2011-02-21 14:03:08John McLean Miscalculation


Thought you might be interested in another McLean rant that seems to have its basic physics that he claims to know so much about all wrong.


Here he is claiming 1m of seawater has the same heat capacity of 3300m of atmosphere.

A few calculations seem to prove that the heat capacity he claims is out by a factor of 855. But it is a while since I did tertiary physics so I wouldn't mind a cross check.

Values for specific heat capacity Cp

Air: 1.0035 J/(g*K)

fresh Water: 4.1813 J/(g*K)

The density of air at  sea level and at 15°C according to ISA (International Standard Atmosphere), air has a density of approximately 1.22521 kg/m3.
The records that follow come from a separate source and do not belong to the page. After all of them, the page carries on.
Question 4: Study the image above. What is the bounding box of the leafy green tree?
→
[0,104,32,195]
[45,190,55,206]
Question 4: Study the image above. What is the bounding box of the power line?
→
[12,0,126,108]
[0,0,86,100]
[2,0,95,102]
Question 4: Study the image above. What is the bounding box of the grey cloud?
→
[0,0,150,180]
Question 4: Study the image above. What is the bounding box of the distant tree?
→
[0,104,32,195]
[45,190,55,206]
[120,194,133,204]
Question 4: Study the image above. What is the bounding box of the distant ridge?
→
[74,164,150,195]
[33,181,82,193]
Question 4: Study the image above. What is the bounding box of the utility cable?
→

At 3300m it is about 72% of sea level, basically linear reduction with height. So in the first 3300m density is an average 86% of SL or 1053.5 kg/m3.

1m of Seawater; density is 1025kg/m3, specific heat capacity 3993 J /kg/K @20 degrees.

                    water      air

SL  density/m3      1025        1.22521

density factor          1           .86

av/density kg/m3    1025           1.0535  

height                  1       3300

actual kg           1025        3663   

kj/kg/K             3993        1003.5

kj/K for "x"amount 

depth (m)            Kj/K of this mass       Ratio      

   1.225 0.86      3300  1057  1004  1060887     0.259 of water 1025 

       1025  1     1025  3993  4092825     3.857926    of air


            seawater @20C     1025kg/m3                                

In other words the first 3300m of atmosphere has a bit more than a quarter of the heat capacity of 1m of water.

So McLeans conclusions as to relative heat capacities of atmospheric air to water are out by a factor of 3300/3.857926 or 855.

He can’t even claim a decimal point error with any more conviction than the rest of his bodgy unqualified theories.